After several revisions, the work methodology for the preparation of the job profiles has been fixed as a three-step workflow, consisting of draft preparation, individual review and group review for every profile. Although the job lists are subject to continuous revision, when you consider that there are 155 positions at the moment, this means 465 tasks in total, of which around fifty per cent has been completed. Around one in nine positions has at least received  a first draft

Simultaneously to the preparation of the profiles, the concept has been discussed and revised in every workshop, leading to successive modifications of the profile template. The present model aims at providing a very concise formulation of the job requirements, which are individually marked with the European Qualifications Framework (EQF)2 descriptors.  Being competence-focused  the reference to associated academic levels has recently been removed. According to the conclusions of the last workshop a more systematic terminology and categorisation shall be implemented to define the job titles.
On the other hand, the Competence Catalogue contains near 650 entries. The IET is seeking an expert partner to carry out the necessary reviewing, structuring, and enlargement.

Challenges for the future

The finalisation of the job profiles still requires an important investment of resources. The remaining tasks to be carried out are to a large extent reliant on group reviews, which are significantly time-consuming.

Regarding the sectors involved in the project, so far the presence of the scientific and educational sectors prevails: universities, training providers and research centres. It would be desirable to increase the presence of the industrial sector in the process, particularly NPP operators that will be the final users of the human resources trained under the ECVET system.
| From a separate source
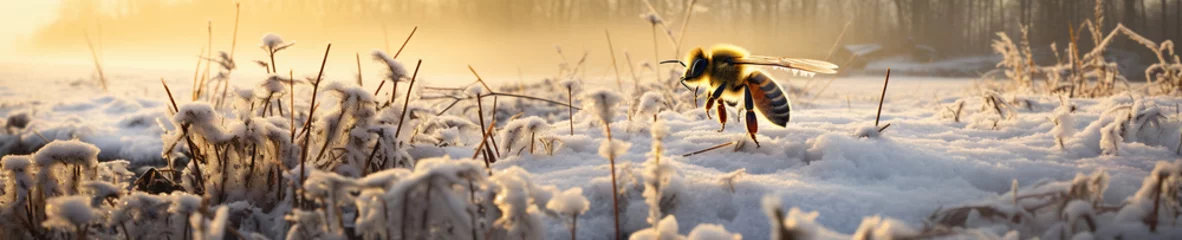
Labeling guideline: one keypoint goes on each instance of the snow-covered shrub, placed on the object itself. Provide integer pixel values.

Moreover, the project has been partly hindered by inadequate input relating to NPP design and construction activities, which caused the slow progress  of the new build phase.

Also a widening in the scope of the taxonomy could be undertaken sometime in the near future to incorporate nuclear activities related to fission generation  that are outside the NPP, such as regulatory bodies and research.

Finally, after the completion of the taxonomy it will be necessary to submit the results for consensus among all stakeholders that are part of the nuclear field including: nuclear authorities (TSO's), educational institutions (universities and VET providers) and industry (particularly NPP operators).

The resolution of these potential challenges could benefit the implementation of ECVET in the nuclear field and thereby help bridge the human resources gap that currently persists in Europe's nuclear industry.